The World Health Organization has rebutted the theory of coronavirus originating from Wuhan, China, as per media reports.

WHO stated that the novel virus “most likely” emerged in animals and was transmitted to humans. It is unlikely that the virus spilled out of a lab in Wuhan.

This comes as an international team of the WHO has been investigating the origins of the coronavirus for the past few weeks. The team ventured into Huanan Seafood Market, the Wuhan Institute of Virology, and the Wuhan Center for Disease Control laboratory.

Dr. Peter Ben Embarek, the WHO’s food safety and animal disease specialist and chairman of the investigation team, told the media that the “most likely” pathway for Covid was a crossover into humans from an intermediary species.

This hypothesis will “require more studies and more specific (and) targeted research,” he said, as cited in the CNBC report.

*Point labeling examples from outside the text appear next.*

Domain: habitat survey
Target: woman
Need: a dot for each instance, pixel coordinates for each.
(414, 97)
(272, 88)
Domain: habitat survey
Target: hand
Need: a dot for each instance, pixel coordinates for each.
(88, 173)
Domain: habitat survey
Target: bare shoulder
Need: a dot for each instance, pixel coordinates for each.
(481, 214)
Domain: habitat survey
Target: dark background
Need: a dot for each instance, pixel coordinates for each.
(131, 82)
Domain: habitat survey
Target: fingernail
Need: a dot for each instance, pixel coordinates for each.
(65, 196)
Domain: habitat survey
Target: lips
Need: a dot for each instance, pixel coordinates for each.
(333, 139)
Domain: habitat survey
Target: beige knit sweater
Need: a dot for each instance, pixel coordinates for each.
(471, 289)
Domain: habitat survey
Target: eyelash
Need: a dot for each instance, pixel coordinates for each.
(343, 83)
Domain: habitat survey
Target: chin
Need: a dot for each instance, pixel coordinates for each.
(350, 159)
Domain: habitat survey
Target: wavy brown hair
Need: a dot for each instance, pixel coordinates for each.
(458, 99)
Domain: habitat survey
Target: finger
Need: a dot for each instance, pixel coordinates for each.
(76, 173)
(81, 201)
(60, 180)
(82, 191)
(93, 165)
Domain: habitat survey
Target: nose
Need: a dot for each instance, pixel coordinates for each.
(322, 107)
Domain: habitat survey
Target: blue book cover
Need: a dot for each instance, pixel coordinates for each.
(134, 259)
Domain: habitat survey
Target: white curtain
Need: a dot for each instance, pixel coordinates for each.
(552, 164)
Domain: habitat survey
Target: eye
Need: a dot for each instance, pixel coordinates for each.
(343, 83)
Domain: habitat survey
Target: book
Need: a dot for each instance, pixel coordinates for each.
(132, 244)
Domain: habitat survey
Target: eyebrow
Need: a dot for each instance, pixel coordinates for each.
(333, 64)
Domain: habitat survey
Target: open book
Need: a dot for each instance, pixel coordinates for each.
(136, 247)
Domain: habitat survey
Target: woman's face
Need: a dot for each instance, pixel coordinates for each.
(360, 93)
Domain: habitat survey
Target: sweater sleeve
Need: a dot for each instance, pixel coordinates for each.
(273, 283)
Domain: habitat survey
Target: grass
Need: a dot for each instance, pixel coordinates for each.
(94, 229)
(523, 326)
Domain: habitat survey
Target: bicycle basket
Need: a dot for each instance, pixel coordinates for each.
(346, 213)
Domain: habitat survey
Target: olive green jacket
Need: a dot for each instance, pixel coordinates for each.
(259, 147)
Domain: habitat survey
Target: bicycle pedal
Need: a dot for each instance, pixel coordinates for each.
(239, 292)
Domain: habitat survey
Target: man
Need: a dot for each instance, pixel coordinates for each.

The preliminary probe did not find evidence of large Covid outbreaks in Wuhan or elsewhere before December 2019. However, researchers did find evidence of wider Covid circulation outside the Huanan Seafood Market that month, Ben Embarek said.

He further noted that the team is yet to figure out the animal intermediary host for the coronavirus.

“In terms of understanding what happened in the early days of December 2019, did we change dramatically the picture we had beforehand? I don’t think so. Did we improve our understanding? Did we add details to that story? Absolutely,” Ben Embarek said.

The laboratory incident hypothesis is extremely unlikely to explain the introduction of the virus into the human population. Therefore, [it] is not in the hypotheses that we will suggest for future studies,” Embarek noted.

He added that the team did not find “sufficiently similar” samples to coronavirus in the widely believed host of the virus -- bats and pangolins.